# PolitiX

Edouard, mon pote de droite – Episode 3.3

14 mars 2023

En attendant le prochain épisode de la série documentaire de Laurent Cibien (1) consacré à son vieux pote de lycée Edouard Philippe, je poursuis moi-même le récit. J’avais d’ailleurs écrit un épisode 3.2 lors de l’élection présidentielle à laquelle celui-ci n’a pas participé (2022), ou si peu, tout en rongeant son frein, se disant, c’est moi qui devrait être à la place de ce petit con de Macron, je suis bien plus populaire que lui dans les sondages ! Seulement il y a la prime au primo accédant, les anglosaxons disent « first mover advantage », celui qui attaque le premier, porte le premier coup, a un avantage décisif sur les suivants. Ce n’est pas à Edouard Philippe, qui pratique la boxe, qu’on ira faire la leçon. Il sait parfaitement qu’il a loupé le coche en 2022, mais il s’est dit que son heure viendrait, en 2027, il n’aura après tout que 57 ans, ce qui n’est pas si vieux pour un homme politique, il suffit de prendre l’âge moyen au Sénat pour s’en convaincre. Mais ça, c’était avant ! Avant quoi me direz-vous ? Eh bien avant qu’Edouard Philippe ne se mette à ressembler à Robert Hue ! La série documentaire va t-elle devoir être renommée ?

Certes, Edouard Philippe est toujours la personnalité politique préférée des Français selon une étude de l’IFOP de décembre 2022, devant François Hollande, Rachida Dati, Bruno Le Maire et Nicolas Sarkozy, c’est dire si les Français ont la mémoire courte. Quand Edouard ressemblait à Chirac jeune, sautant par dessus le tourniquet à l’entrée du métropolitain à Paris, qu’il frappait dans des sacs de boxe ou sur son sparring partner à l’entraînement, ça avait de la gueule. Maintenant qu’il ressemble à un papy de 70 ans à cause de son alopécie, une maladie sans gravité mais qui vous fait perdre vos poils ou les décolore, c’est la maladie dont souffre la femme de Will Smith, vous vous souvenez forcément de cette gifle il y a un an tout juste à la cérémonie des Oscars, Will qui mettait une de ces mandales magistrales à Chris Rock car celui-ci s’était moqué de la coupe militaire de l’épouse du man in black, eh bien c’était d’alopécie dont il était question, le même dérèglement dont souffre à son tour Edouard Philippe. Cela pose une question intéressante : quelle est l’importance du physique dans une élection majeure telle que l’élection présidentielle, dans une démocratie représentative dominée par les réseaux sociaux que nous connaissons aujourd’hui ? Surtout lorsque ce physique, autrefois à votre avantage, se fait soudainement la malle. Faut-il être beau pour gagner ? Je vous propose de prendre les présidents de la 5ème République pour se faire une idée, ça va aller assez vite, il n’y en a eu « que » huit. Ne vous plaignez pas eh oh, j’aurais pris les présidents américains, cela aurait été plus long, puisqu’il y en a eu 46. Certes, j’aurais pris la liste des présidentes, cela aurait été rapide, puisqu’il n’y en a eu aucune, je veux dire en France ou aux Etats-Unis, mais ce sera peut-être pour la prochaine. En attendant ce jour, revenons à nos chers présidents de notre chère 5ème République FRANÇAISE !

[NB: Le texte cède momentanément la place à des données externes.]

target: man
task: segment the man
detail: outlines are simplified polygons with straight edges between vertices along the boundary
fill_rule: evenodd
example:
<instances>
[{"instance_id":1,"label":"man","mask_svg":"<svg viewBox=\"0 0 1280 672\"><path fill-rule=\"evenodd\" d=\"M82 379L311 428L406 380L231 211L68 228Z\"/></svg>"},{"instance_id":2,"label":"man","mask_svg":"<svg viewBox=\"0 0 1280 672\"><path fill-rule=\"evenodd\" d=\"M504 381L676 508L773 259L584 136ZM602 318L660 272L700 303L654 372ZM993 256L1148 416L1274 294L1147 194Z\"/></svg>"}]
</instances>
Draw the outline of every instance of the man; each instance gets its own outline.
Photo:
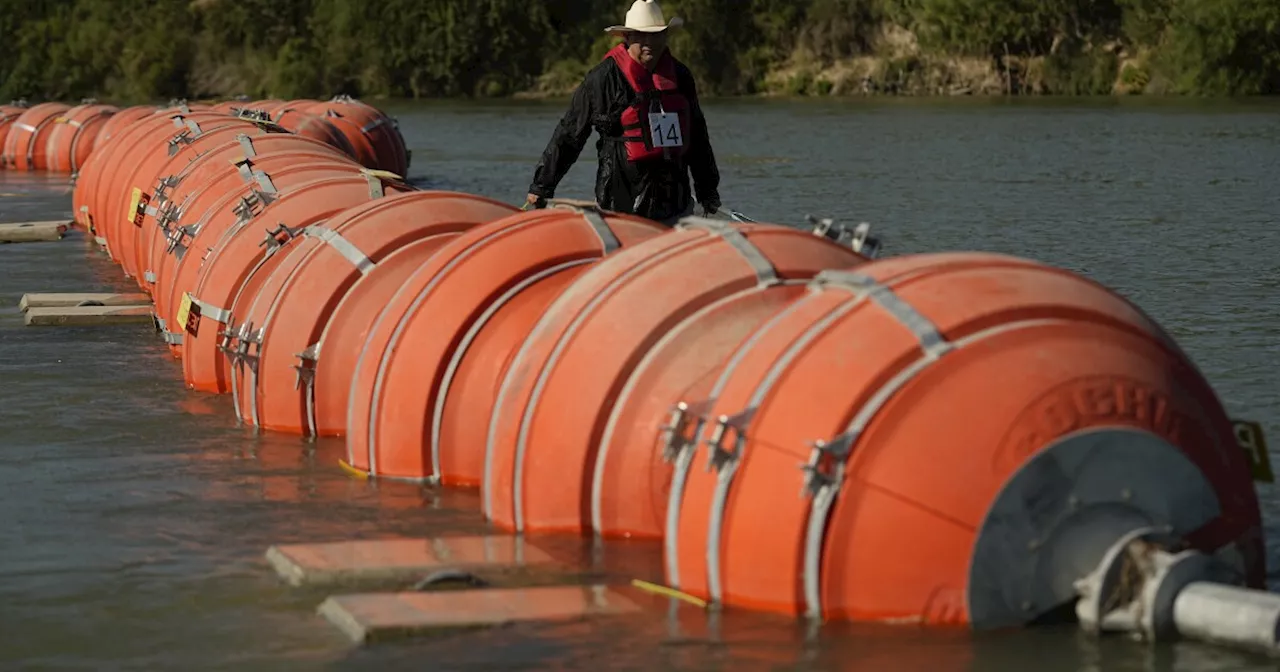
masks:
<instances>
[{"instance_id":1,"label":"man","mask_svg":"<svg viewBox=\"0 0 1280 672\"><path fill-rule=\"evenodd\" d=\"M578 160L594 129L601 208L668 226L693 213L720 208L720 173L689 69L667 50L667 29L654 0L636 0L618 33L622 43L587 73L534 170L526 206L541 207ZM695 193L690 194L692 174Z\"/></svg>"}]
</instances>

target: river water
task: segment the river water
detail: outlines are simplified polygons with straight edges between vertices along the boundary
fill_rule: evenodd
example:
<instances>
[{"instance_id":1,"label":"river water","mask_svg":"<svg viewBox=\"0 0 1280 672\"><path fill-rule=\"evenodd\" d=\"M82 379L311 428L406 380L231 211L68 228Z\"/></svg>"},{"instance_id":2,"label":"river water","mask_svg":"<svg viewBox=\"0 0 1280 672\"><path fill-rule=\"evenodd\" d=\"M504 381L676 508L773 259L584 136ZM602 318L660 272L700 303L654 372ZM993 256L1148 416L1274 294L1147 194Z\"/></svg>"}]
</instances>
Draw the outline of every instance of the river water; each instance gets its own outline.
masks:
<instances>
[{"instance_id":1,"label":"river water","mask_svg":"<svg viewBox=\"0 0 1280 672\"><path fill-rule=\"evenodd\" d=\"M559 103L386 104L430 188L518 203ZM728 207L870 221L889 254L1005 252L1088 274L1163 323L1234 416L1280 429L1280 106L982 100L708 103ZM590 197L594 140L560 189ZM0 221L70 216L0 173ZM0 668L1272 670L1070 627L971 636L648 614L356 649L284 587L274 543L481 529L474 495L373 485L340 443L254 436L184 390L148 327L37 329L33 291L129 291L75 236L0 247ZM1278 445L1280 438L1273 438ZM1274 459L1274 458L1273 458ZM1269 564L1280 497L1260 484Z\"/></svg>"}]
</instances>

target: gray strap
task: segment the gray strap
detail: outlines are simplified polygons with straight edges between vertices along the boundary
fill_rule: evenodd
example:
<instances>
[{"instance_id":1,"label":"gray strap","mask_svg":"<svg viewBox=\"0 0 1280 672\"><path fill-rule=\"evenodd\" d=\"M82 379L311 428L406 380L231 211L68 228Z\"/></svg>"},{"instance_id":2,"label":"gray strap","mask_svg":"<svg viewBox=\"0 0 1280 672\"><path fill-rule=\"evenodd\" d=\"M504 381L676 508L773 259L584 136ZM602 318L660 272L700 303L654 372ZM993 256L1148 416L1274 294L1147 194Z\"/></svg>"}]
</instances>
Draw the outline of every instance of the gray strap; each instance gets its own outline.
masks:
<instances>
[{"instance_id":1,"label":"gray strap","mask_svg":"<svg viewBox=\"0 0 1280 672\"><path fill-rule=\"evenodd\" d=\"M886 285L874 278L854 271L826 270L814 278L814 282L835 287L844 287L858 294L865 294L877 305L893 316L902 326L911 330L920 341L920 349L931 357L939 357L951 350L954 345L942 336L938 327L929 318L920 314L914 306L902 300Z\"/></svg>"},{"instance_id":2,"label":"gray strap","mask_svg":"<svg viewBox=\"0 0 1280 672\"><path fill-rule=\"evenodd\" d=\"M219 308L211 303L201 301L194 296L191 297L191 303L200 306L200 315L202 317L207 317L214 322L226 324L227 320L231 319L231 311L226 308Z\"/></svg>"},{"instance_id":3,"label":"gray strap","mask_svg":"<svg viewBox=\"0 0 1280 672\"><path fill-rule=\"evenodd\" d=\"M768 285L778 281L778 269L773 267L773 262L764 256L760 248L742 235L742 231L737 225L707 217L685 217L680 220L676 228L702 229L724 238L725 242L729 243L738 254L742 255L747 265L751 266L751 269L755 271L756 281L759 284Z\"/></svg>"},{"instance_id":4,"label":"gray strap","mask_svg":"<svg viewBox=\"0 0 1280 672\"><path fill-rule=\"evenodd\" d=\"M341 254L343 258L351 262L362 275L373 270L373 260L365 256L364 252L360 251L360 248L352 245L351 241L343 238L342 234L337 231L323 226L312 225L303 229L302 232L307 236L318 238L328 243L338 251L338 254Z\"/></svg>"},{"instance_id":5,"label":"gray strap","mask_svg":"<svg viewBox=\"0 0 1280 672\"><path fill-rule=\"evenodd\" d=\"M244 180L246 184L253 181L253 162L248 157L236 161L234 165L236 172L240 174L240 179Z\"/></svg>"},{"instance_id":6,"label":"gray strap","mask_svg":"<svg viewBox=\"0 0 1280 672\"><path fill-rule=\"evenodd\" d=\"M244 158L252 158L258 155L258 150L253 148L253 138L241 133L236 136L236 141L240 143L240 149L244 152Z\"/></svg>"},{"instance_id":7,"label":"gray strap","mask_svg":"<svg viewBox=\"0 0 1280 672\"><path fill-rule=\"evenodd\" d=\"M163 338L164 342L168 343L169 345L182 345L181 331L167 331L167 330L164 330L164 327L161 327L160 337Z\"/></svg>"},{"instance_id":8,"label":"gray strap","mask_svg":"<svg viewBox=\"0 0 1280 672\"><path fill-rule=\"evenodd\" d=\"M387 118L386 118L386 117L381 117L381 116L380 116L380 117L378 117L377 119L374 119L373 121L371 121L371 122L369 122L369 123L365 124L363 127L361 127L361 128L360 128L360 132L361 132L361 133L368 133L369 131L372 131L373 129L375 129L375 128L377 128L377 127L379 127L379 126L381 126L381 125L383 125L383 124L385 124L385 123L387 123Z\"/></svg>"},{"instance_id":9,"label":"gray strap","mask_svg":"<svg viewBox=\"0 0 1280 672\"><path fill-rule=\"evenodd\" d=\"M146 280L147 282L150 282L150 283L152 283L152 284L155 284L155 282L156 282L156 274L155 274L155 272L154 272L154 271L147 271L146 273L143 273L143 274L142 274L142 279L143 279L143 280Z\"/></svg>"},{"instance_id":10,"label":"gray strap","mask_svg":"<svg viewBox=\"0 0 1280 672\"><path fill-rule=\"evenodd\" d=\"M271 176L261 170L253 171L253 180L258 183L262 191L267 194L279 193L276 191L276 185L271 181Z\"/></svg>"},{"instance_id":11,"label":"gray strap","mask_svg":"<svg viewBox=\"0 0 1280 672\"><path fill-rule=\"evenodd\" d=\"M15 126L15 127L17 127L17 128L21 128L22 130L27 131L28 133L35 133L35 132L36 132L36 127L35 127L35 126L32 126L31 124L28 124L28 123L25 123L25 122L24 122L24 123L21 123L21 124L14 124L14 126Z\"/></svg>"},{"instance_id":12,"label":"gray strap","mask_svg":"<svg viewBox=\"0 0 1280 672\"><path fill-rule=\"evenodd\" d=\"M582 217L587 220L591 228L595 229L596 235L600 237L600 245L604 248L605 254L622 247L618 236L614 234L613 229L609 228L609 223L604 221L604 216L600 214L598 209L583 208Z\"/></svg>"},{"instance_id":13,"label":"gray strap","mask_svg":"<svg viewBox=\"0 0 1280 672\"><path fill-rule=\"evenodd\" d=\"M382 178L370 173L364 174L364 179L369 183L369 198L379 199L386 196L386 191L382 188Z\"/></svg>"}]
</instances>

Charles de Gaule était-il beau ? Difficile de se prononcer, je ne suis pas très attiré par les hommes de manière général, pardon général, pardon générale, avec un e, mais je sais néanmoins reconnaître un bel homme quand j’en vois un, dans la vraie vie ou au cinéma. Brad Pitt est un bel homme me semble-t-il par exemple, ou côté Français, Louis Garrel. De Gaule n’était pas particulièrement beau à mon goût mais il était grand, 1,96 tout de même et sans talons. A côté, les autres généraux ressemblaient à des nains. Il était grand, c’était un militaire, il avait su dire non, De Gaule n’était pas un candidat, c’était un personnage Historique avec un grand H, hors compétition donc.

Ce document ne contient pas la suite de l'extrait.